Depuis 2009, le Conseil national des femmes du Luxembourg met en lumière le manque de noms féminins octroyés aux lieux publics du grand-duché. Un manquement qui n’est pas anodin et qui participe à l’invisibilisation des femmes dans l’Histoire. Mais la prise de conscience semble avoir enfin eu lieu.

2,6 % des rues luxembourgeoises portent le nom d’une femme.(PHOTO : CNFL)
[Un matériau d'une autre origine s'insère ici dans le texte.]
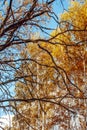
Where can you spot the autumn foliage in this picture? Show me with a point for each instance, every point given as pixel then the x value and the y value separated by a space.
pixel 51 86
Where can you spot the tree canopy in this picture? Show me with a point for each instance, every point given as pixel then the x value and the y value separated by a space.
pixel 46 68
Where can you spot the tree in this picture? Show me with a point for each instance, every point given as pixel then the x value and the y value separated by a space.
pixel 48 71
pixel 58 69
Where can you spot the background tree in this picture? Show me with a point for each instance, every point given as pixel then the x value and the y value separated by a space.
pixel 48 71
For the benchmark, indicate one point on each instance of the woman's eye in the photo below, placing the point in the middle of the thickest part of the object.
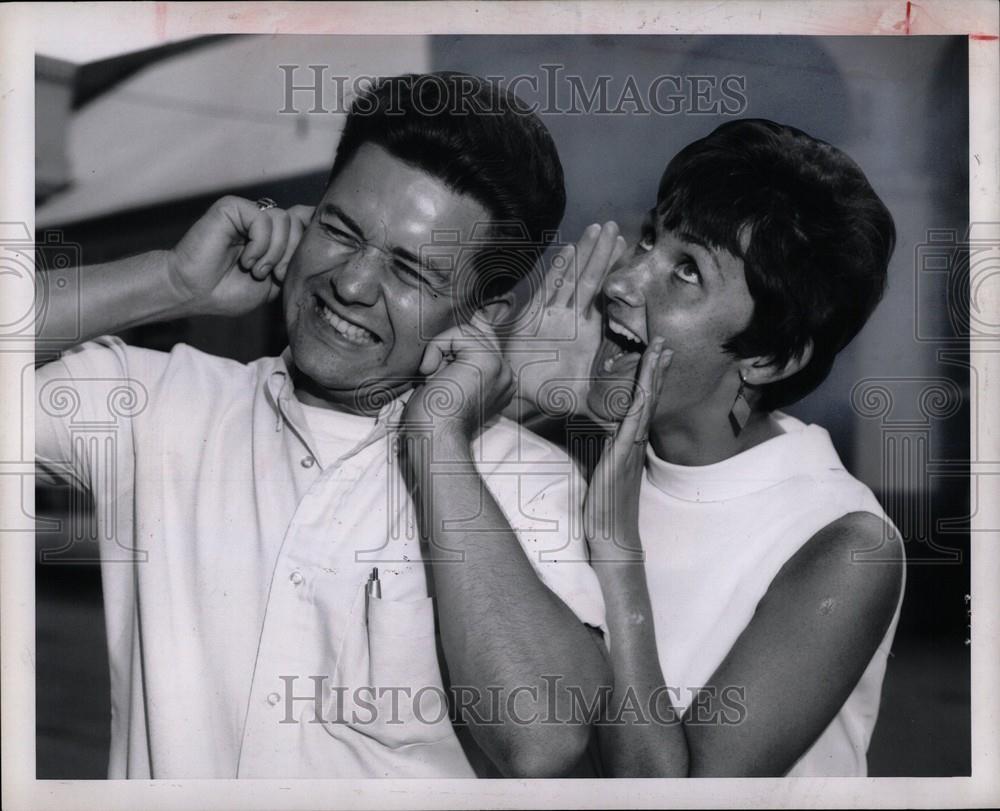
(688, 272)
(339, 234)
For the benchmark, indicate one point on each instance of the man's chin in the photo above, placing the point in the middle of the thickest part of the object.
(609, 397)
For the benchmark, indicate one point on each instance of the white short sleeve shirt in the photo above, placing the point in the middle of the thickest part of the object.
(235, 555)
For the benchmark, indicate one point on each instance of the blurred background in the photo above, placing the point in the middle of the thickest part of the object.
(132, 148)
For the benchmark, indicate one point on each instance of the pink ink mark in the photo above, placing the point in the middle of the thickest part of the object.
(160, 12)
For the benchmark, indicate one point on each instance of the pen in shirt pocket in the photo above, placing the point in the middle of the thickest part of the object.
(373, 591)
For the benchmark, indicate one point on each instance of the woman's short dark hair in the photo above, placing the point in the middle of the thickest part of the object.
(814, 238)
(480, 140)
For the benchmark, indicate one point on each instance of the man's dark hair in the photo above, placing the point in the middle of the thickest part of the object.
(480, 140)
(814, 238)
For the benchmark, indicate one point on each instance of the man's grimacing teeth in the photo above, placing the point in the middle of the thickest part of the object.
(354, 334)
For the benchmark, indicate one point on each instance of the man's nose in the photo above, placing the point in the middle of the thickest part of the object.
(624, 283)
(358, 280)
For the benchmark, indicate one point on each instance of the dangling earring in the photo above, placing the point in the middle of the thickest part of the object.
(739, 414)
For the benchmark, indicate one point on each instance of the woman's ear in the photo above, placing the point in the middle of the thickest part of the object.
(761, 370)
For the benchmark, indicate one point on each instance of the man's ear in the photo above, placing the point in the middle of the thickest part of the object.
(762, 370)
(496, 312)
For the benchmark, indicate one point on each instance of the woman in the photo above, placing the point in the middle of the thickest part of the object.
(748, 629)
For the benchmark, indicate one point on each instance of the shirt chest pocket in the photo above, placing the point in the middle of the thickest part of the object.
(388, 678)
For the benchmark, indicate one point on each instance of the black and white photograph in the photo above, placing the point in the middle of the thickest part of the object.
(481, 405)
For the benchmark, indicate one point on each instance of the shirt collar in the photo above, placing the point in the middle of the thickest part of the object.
(280, 393)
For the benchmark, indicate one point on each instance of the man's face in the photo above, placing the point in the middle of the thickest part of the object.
(361, 299)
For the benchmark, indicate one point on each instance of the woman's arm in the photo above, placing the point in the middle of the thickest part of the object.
(807, 645)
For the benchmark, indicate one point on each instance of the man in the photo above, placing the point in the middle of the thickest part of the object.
(271, 587)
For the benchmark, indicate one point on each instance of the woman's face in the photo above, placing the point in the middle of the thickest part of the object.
(695, 298)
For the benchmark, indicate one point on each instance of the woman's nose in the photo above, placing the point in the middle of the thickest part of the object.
(358, 280)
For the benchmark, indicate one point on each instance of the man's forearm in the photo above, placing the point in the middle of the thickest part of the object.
(501, 627)
(111, 297)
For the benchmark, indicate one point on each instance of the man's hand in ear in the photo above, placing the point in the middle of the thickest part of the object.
(552, 355)
(467, 383)
(235, 257)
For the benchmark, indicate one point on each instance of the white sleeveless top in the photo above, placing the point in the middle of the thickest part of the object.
(716, 535)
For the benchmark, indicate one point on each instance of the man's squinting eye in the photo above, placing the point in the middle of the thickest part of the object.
(339, 233)
(687, 271)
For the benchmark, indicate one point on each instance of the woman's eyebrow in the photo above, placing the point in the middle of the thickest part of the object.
(331, 209)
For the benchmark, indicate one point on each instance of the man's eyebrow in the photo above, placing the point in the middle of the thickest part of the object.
(408, 256)
(336, 211)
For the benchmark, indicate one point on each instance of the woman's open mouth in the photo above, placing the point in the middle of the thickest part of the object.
(621, 348)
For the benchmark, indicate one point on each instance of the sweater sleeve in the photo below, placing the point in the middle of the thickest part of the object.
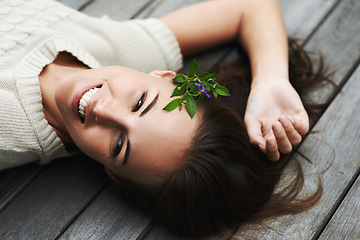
(144, 44)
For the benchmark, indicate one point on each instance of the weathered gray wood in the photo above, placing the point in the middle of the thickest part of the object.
(108, 217)
(13, 181)
(334, 155)
(345, 224)
(115, 9)
(52, 200)
(302, 16)
(338, 40)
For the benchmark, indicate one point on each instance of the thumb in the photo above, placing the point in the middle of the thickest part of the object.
(253, 128)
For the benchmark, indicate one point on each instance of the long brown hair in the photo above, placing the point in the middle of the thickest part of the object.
(225, 181)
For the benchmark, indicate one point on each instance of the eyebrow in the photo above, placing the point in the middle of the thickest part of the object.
(127, 153)
(150, 105)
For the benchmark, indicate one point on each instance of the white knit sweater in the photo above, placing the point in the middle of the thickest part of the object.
(32, 33)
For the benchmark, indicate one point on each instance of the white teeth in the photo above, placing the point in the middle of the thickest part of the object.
(83, 101)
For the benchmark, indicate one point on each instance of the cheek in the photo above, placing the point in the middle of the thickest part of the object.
(94, 143)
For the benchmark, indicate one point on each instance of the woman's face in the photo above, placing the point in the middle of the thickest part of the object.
(122, 124)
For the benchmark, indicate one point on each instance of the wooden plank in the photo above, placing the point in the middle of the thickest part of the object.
(115, 9)
(109, 217)
(338, 40)
(13, 181)
(303, 16)
(53, 199)
(332, 157)
(346, 221)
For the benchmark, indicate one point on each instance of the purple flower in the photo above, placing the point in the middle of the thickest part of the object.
(202, 90)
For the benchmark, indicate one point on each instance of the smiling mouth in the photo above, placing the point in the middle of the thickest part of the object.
(84, 102)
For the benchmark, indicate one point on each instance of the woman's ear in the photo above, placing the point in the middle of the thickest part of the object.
(113, 176)
(169, 75)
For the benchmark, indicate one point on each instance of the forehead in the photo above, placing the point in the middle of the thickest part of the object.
(159, 139)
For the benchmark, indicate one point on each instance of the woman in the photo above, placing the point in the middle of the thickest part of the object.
(60, 89)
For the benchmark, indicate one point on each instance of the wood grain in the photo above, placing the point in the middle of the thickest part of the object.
(332, 158)
(52, 200)
(345, 224)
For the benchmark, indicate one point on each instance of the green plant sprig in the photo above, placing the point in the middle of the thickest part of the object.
(194, 88)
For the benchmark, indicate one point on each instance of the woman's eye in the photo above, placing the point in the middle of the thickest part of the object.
(139, 103)
(118, 147)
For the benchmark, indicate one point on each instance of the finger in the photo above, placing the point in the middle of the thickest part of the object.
(283, 142)
(293, 135)
(272, 152)
(301, 125)
(255, 134)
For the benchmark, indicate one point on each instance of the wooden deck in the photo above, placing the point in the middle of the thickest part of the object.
(74, 199)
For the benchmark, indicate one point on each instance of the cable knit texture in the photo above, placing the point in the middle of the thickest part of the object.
(32, 33)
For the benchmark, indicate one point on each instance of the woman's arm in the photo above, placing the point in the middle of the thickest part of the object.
(275, 116)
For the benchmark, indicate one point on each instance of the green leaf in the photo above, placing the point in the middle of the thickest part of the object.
(201, 97)
(179, 90)
(206, 76)
(193, 69)
(180, 78)
(191, 105)
(172, 105)
(223, 91)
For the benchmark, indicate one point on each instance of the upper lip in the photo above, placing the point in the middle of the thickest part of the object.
(77, 97)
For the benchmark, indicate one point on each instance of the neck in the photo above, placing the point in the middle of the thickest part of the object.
(51, 75)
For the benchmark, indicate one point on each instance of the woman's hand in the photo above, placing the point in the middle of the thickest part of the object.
(275, 117)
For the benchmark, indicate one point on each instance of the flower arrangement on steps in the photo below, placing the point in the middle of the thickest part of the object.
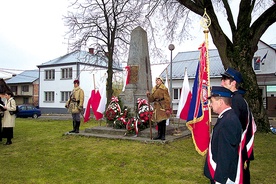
(121, 118)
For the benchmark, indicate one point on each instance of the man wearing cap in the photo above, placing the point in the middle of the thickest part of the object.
(222, 157)
(75, 105)
(232, 79)
(161, 104)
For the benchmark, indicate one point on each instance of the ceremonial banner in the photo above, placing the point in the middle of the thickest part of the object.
(103, 100)
(198, 116)
(185, 99)
(93, 103)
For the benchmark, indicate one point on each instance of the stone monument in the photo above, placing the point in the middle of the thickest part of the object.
(140, 72)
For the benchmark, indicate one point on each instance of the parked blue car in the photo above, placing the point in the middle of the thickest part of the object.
(26, 111)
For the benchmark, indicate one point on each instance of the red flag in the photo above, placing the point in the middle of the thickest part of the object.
(185, 99)
(93, 103)
(103, 100)
(198, 116)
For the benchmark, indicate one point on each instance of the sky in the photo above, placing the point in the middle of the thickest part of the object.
(33, 32)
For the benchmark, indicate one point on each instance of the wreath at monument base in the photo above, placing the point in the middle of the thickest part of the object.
(124, 120)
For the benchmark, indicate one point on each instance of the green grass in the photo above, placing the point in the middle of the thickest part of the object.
(40, 153)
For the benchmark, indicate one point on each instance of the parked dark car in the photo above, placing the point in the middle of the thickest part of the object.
(26, 111)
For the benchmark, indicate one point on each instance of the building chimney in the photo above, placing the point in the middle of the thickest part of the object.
(91, 51)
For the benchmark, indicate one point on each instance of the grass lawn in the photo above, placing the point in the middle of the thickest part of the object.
(40, 153)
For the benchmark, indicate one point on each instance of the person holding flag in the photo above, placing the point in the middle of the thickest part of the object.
(161, 104)
(75, 105)
(231, 79)
(223, 153)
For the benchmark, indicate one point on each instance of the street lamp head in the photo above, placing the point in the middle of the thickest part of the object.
(171, 47)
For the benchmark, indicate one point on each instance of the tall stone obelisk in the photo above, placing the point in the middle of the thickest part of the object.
(140, 73)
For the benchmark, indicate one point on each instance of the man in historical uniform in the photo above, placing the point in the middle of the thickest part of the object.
(231, 79)
(162, 109)
(223, 153)
(75, 105)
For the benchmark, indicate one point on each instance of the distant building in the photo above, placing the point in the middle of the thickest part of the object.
(263, 63)
(56, 78)
(25, 87)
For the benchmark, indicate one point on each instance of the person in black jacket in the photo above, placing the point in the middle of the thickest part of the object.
(231, 79)
(223, 153)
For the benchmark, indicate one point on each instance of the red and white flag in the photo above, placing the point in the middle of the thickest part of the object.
(103, 99)
(185, 99)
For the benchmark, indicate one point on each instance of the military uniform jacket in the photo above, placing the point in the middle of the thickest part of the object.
(161, 102)
(9, 120)
(75, 102)
(223, 148)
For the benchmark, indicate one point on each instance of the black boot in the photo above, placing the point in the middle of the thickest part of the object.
(159, 132)
(163, 130)
(77, 127)
(74, 128)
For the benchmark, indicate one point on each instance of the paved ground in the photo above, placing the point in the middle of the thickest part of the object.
(170, 136)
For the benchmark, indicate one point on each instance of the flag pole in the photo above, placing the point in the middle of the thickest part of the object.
(147, 74)
(205, 23)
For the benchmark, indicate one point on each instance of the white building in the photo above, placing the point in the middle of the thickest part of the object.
(56, 78)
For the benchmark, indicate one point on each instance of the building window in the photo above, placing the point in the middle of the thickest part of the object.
(50, 74)
(176, 94)
(257, 63)
(49, 96)
(65, 95)
(14, 90)
(66, 73)
(25, 88)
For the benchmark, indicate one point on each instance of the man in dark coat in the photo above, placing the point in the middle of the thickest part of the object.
(223, 152)
(161, 104)
(231, 79)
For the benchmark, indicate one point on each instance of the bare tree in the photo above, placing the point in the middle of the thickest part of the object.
(105, 25)
(238, 51)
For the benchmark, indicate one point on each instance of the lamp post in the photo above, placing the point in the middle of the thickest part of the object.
(171, 48)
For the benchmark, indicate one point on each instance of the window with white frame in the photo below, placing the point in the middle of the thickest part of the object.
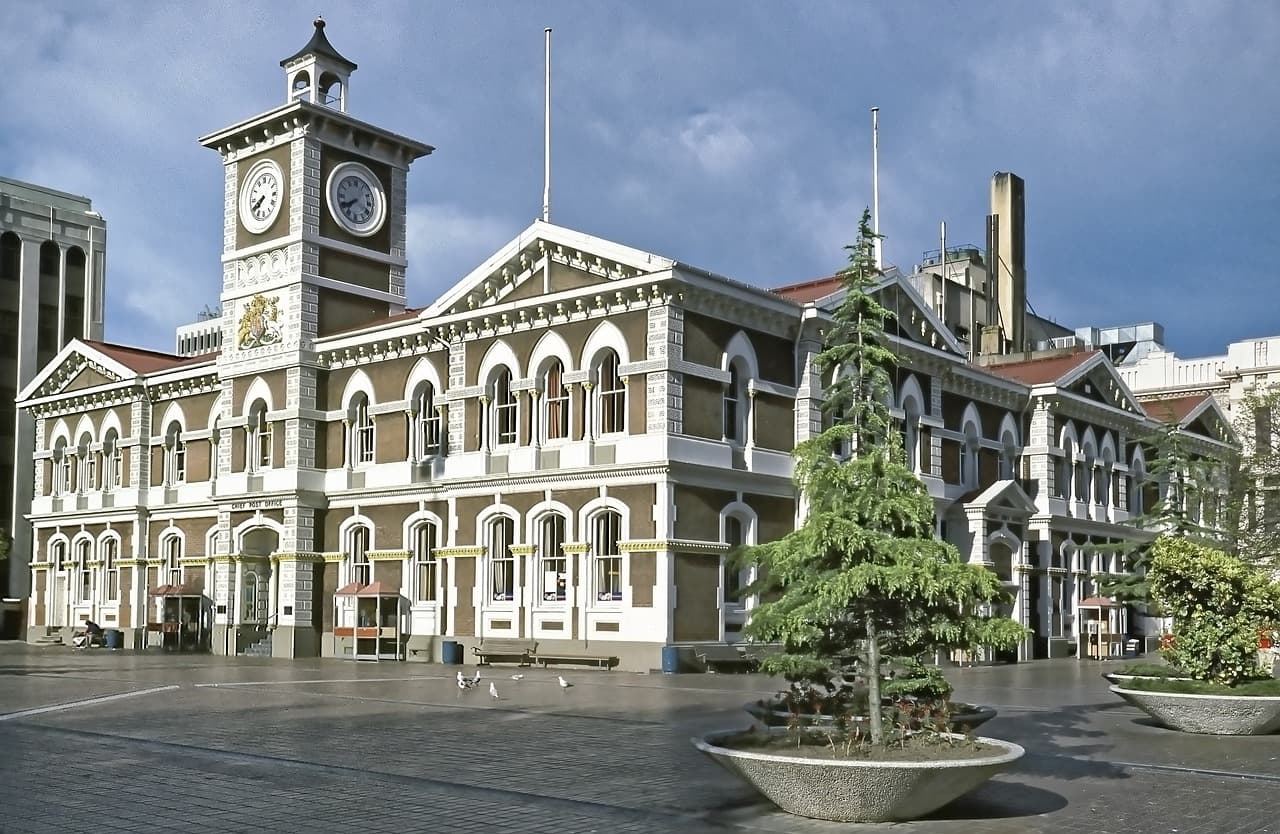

Rue Yvonne Hostert, place Simone Veil, chemins Sophie Scholl, Ruby Bridges et Malala Yousafzai : sur sept rues du futur quartier Rout Lëns dont le conseil communal d’Esch-sur-Alzette a récemment entériné la dénomination, la part belle est faite aux femmes. La démarche s’appuie sur une volonté de « rééquilibrer la toponymie locale et de rendre justice aux figures féminines ayant contribué à l’histoire et au progrès », a fait savoir la deuxième ville du pays dans un communiqué. Il s’agit en effet pour la Métropole du fer de marquer son attachement à l’histoire locale tout en mettant en lumière les réalisations des femmes – et, au passage, de s’engager contre l’extrémisme face à la montée de mouvements populistes et d’extrême droite en Europe, trois femmes qui ont connu l’horreur du nazisme, ou témoigné de ses effets, ayant été choisies (Hostert, Veil et Scholl). Afin d’inspirer les plus jeunes, deux rues portant le nom d’une personnalité féminine engagée se situent aux abords d’établissements scolaires : le chemin Ruby Bridges, près du Generatiounscampus Wobrécken, d’après la première enfant afro-américaine à intégrer une école autrefois réservée aux Blanc·hes, et, pour se rendre à l’école du Brouch, le chemin Malala Yousafzai, cette jeune Pakistanaise récompensée par le prix Nobel de la paix et symbole de la lutte en faveur de l’éducation des filles, qui avait été blessée d’une balle dans la tête par les talibans.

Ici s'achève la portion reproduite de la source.